When you have as many as 600 different projects and 6,000+ diverse users, how do you implement a supercomputing solution to address such a broad range of applications? How do you optimize the code performance across the grand variations?
Based on challenging requirements like this, Cray developed the XCTM series supercomputers to support differing processor technologies in the same architecture. By leveraging the advantages of both multicore and many-core devices, these hybrid Cray systems can target the most appropriate technologies to get the best possible performance out of differing applications.
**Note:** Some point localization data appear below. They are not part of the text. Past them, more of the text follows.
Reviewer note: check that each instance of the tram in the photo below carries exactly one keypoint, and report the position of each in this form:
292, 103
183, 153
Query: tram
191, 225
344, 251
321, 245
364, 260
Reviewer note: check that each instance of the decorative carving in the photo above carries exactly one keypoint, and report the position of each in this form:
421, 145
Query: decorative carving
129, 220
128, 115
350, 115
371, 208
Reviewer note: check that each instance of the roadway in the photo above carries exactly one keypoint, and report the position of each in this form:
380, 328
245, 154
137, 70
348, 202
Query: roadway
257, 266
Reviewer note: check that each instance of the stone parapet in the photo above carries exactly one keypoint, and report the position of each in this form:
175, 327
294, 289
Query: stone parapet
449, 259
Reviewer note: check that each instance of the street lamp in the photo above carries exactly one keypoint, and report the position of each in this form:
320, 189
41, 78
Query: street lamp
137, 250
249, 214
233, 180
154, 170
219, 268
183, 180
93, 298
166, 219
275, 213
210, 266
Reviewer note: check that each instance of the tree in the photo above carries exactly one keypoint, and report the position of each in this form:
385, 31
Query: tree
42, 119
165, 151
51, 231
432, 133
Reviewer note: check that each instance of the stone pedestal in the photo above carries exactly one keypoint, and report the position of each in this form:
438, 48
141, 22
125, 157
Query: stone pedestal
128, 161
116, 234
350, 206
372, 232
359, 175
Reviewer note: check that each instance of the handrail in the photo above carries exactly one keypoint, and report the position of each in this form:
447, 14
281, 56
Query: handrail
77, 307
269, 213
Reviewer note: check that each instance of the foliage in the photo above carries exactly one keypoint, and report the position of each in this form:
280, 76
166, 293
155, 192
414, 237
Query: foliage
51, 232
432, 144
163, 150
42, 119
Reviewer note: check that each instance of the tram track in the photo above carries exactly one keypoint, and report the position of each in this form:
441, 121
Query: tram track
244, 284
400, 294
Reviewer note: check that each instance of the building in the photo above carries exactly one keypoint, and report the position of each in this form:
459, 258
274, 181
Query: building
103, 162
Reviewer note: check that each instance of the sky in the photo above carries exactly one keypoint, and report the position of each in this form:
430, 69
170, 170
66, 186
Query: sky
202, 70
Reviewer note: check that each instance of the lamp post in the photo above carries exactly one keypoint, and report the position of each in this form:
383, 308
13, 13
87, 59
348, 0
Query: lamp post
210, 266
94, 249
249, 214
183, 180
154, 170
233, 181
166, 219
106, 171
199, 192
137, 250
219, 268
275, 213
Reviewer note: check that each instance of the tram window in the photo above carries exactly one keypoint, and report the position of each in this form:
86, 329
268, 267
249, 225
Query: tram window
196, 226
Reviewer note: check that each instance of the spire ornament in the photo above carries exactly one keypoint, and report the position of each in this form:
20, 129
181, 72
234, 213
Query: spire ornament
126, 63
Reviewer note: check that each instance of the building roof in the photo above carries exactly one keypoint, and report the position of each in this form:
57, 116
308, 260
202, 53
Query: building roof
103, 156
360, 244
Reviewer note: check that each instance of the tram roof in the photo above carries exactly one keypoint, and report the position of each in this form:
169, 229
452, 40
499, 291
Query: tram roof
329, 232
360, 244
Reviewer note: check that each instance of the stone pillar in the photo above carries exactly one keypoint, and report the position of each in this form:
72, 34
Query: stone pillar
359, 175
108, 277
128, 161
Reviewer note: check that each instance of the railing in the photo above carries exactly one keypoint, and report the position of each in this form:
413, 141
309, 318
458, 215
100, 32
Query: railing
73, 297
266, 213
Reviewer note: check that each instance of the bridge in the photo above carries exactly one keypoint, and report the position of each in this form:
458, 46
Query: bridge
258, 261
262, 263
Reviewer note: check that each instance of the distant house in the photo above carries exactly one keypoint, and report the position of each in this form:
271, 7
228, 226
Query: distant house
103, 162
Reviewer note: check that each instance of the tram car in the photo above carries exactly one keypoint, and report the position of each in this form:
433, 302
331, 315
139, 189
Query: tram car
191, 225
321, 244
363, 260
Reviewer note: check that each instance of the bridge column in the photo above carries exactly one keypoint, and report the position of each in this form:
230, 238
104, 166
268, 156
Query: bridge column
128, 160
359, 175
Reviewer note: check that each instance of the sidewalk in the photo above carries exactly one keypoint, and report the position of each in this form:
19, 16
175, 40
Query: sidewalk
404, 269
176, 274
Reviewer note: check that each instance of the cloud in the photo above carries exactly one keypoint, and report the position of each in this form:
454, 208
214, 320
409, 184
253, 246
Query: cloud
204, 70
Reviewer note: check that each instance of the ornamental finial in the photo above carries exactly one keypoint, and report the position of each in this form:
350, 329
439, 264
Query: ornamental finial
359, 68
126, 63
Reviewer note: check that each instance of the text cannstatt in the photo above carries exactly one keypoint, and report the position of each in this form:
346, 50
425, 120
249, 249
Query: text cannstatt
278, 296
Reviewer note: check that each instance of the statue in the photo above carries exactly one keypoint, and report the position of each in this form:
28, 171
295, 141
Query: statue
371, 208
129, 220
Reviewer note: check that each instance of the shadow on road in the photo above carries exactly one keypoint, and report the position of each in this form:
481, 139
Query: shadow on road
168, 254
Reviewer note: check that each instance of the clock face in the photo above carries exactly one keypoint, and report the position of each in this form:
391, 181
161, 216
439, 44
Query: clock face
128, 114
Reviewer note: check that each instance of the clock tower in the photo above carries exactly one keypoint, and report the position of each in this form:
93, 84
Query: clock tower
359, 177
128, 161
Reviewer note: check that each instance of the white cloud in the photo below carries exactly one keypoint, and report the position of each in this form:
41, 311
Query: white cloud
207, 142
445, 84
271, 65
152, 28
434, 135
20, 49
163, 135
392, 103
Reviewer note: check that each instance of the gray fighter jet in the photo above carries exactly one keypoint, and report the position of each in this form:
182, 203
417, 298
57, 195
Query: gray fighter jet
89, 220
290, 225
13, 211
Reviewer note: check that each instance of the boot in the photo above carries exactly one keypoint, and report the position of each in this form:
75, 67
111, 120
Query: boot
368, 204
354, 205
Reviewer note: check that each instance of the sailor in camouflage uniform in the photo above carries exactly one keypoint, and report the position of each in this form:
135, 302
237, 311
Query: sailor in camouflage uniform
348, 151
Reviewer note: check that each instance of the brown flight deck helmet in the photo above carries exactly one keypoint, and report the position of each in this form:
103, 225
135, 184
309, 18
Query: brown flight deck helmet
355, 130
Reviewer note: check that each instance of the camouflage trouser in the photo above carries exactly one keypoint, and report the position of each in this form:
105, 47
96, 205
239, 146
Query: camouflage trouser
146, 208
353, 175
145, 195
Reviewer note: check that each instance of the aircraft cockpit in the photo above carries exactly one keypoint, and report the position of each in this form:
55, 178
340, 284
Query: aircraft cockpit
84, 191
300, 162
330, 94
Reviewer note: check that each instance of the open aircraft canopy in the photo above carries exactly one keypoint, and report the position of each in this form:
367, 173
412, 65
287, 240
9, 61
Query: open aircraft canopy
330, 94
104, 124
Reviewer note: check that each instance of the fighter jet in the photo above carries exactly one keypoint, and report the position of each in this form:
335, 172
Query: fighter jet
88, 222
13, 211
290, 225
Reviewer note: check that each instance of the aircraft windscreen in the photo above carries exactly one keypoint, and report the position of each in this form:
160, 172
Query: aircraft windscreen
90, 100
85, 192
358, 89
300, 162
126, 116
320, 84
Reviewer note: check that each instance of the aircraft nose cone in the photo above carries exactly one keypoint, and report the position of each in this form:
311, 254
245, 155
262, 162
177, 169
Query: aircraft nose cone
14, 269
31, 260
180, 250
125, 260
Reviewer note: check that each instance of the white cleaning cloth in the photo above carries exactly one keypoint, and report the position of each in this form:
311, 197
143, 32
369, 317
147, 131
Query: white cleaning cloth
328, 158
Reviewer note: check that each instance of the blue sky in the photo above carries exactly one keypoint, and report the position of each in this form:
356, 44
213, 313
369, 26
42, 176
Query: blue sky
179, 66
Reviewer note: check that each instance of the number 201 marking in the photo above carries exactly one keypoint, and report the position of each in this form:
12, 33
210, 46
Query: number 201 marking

With this in mind, Cray has delivered its insightful software tool stack with its highest-performing XCTM supercomputer configuration to date, implementing the Intel® Xeon PhiTM processor, previously codenamed “Knights Landing,” or “KNL.” Learn more about KNL and the Cray XC supercomputer here. This new many-core device complements existing multicore Intel® Xeon® processor compute partitions and offers innovative new capabilities including very fast, on-chip high-bandwidth memory (HBM), double vector units and more threads per core. These new features will be particularly advantageous for applications with intense memory bandwidth performance demands.
Users and their data-intensive compute applications
Cray successfully executed early validation of HPC codes for the code named “Knights Landing” in 2015, and disclosed scaling applications to over 10,000 cores back at SC15, including GTC, HPGMG-FV, HPL, MILC, miniDFT, miniGHOST, OMB, SNAP and UMT.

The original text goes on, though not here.